Multiple learners component¶
Multiple learners on Tensorflow MNIST¶
First, please go to tensorflow_MNIST folder. To run P2P multi-learner code on Tensorflow MNIST task, you can use either unreliable Python multicast (slightly faster) or reliable Spread mutlicast. To run Python multicast, do:
python mnist_mcast_peer.py <num_peers> <my_peer_ID> <batch_size> <num_rounds>
For instance, if you want to run 4 parallel learners, each with a data batch size of 100 and 250 rounds each, do on four different machines:
python mnist_mcast_peer.py 4 1 100 250
python mnist_mcast_peer.py 4 2 100 250
python mnist_mcast_peer.py 4 3 100 250
python mnist_mcast_peer.py 4 4 100 250
To synchronize the training, you also need to run a short script after all 4 learner programs have been started. Do:
python start_mcast.py
To run Spread mutlicast, do:
python mnist_spread_peer.py <num_peers> <my_peer_ID> <batch_size> <num_rounds>
The corresponding commands for 4 parallel learners will be:
python mnist_spread_peer.py 4 1 100 250
python mnist_spread_peer.py 4 2 100 250
python mnist_spread_peer.py 4 3 100 250
python mnist_spread_peer.py 4 4 100 250
Similarly, to synchronize the training, do:
python start_spread.py
Multiple learners on Neonrace task¶
First, please go to universe-starter-agent folder.
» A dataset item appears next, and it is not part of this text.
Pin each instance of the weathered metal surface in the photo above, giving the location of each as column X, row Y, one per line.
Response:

To run P2P multi-learner code on Neonrace task, say for 3 paralell learners for example, do:
python run.py --num-workers 3 --log-dir train-log/pong-multi-learners-0 -id 0
python run.py --num-workers 3 --log-dir train-log/pong-multi-learners-1 -id 1
python run.py --num-workers 3 --log-dir train-log/pong-multi-learners-2 -id 2
In any machine
python start_spread.py
To clean up the train log
rm train-log/pong-multi-learners* -r